Citizens frustrated with government spending, taxes, and debt rallied in front of East Hampton Town Hall on Friday, celebrating the traditional tax day with a Tea Party protest, one of many across the country.
Cars honked in support from time to time, and the brisk weather did not prevent the 10 or 15 activists from making their voices heard.
Lynda Edwards, the leader of a local tea party group that organized the rally, said it was her third consecutive annual event, and said she was "sick of the taxes, overspending, and the national debt -- it's out of control."
Indeed, a sense of loss of control -- of losing a grip on the future of an increasingly diverse and polarized country -- pervaded among those present.

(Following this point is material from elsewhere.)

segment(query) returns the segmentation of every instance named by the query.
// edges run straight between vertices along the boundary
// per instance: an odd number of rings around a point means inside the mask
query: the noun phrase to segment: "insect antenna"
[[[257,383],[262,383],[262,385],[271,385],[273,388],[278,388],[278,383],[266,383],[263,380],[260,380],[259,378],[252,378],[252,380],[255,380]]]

Elaine Kohl, a Southampton resident and member of the Suffolk County Coalition and the Citizens Forum, was more concerned about immigration and security issues, as well as cultural ones. She said she is focused on "securing our communities and quality of life. Washington has lost sight of us, and we find ourselves at a crossroads." She said she was frustrated by an emerging disrespect for American culture, and considered it a duty to "honor the past in order to define the future."
Signs with slogans like "Spread your own wealth, Bozo" referred to President Barack Obama and his economic agenda. "Socialist" was the most common label used to refer to those in government, though it was not just the federal government that people were concerned about. Rising property and school taxes earned repeated mention, as well.
Pat Flynn, another attendee, said she had joined the tea party and 9/12 project, the brainchild of Fox News commentator Glenn Beck. She had been a member of the New York Conservative Party, but was dissatisfied with its current direction. An ardent fan of Ayn Rand and her objectivist, libertarian philosophy, Ms. Flynn pointed to President Obama as not having created this problem, but as having made it worse. She was also frustrated with what she said was a provision in "Obamacare," or the federal health care overall, that pays for abortion.
"If you can't find a ditch to dig in 99 weeks," you should not continue to receive unemployment benefits," Ms. Flynn said, concerned that free-riders were taking advantage of government services.
East Hampton, at the local level, under Supervisor Bill Wilkinson, was seen as flawed, but "at least they're trying," Ms. Flynn added. "They were left with one hell of a mess," she concluded, referring to the financial misconduct of former Town Supervisor Bill McGintee. Mr. Wilkinson honked and gave a friendly wave to the crowd when he passed by.
Turnout and passion seemed to have ebbed from this time last year. Ironically, this may be due to successes in winning seats in Congress and getting the Tea Party national recognition. These particular activists were instrumental in very nearly unseating Democratic Representative Tim Bishop, who won reelection by a tiny margin last fall.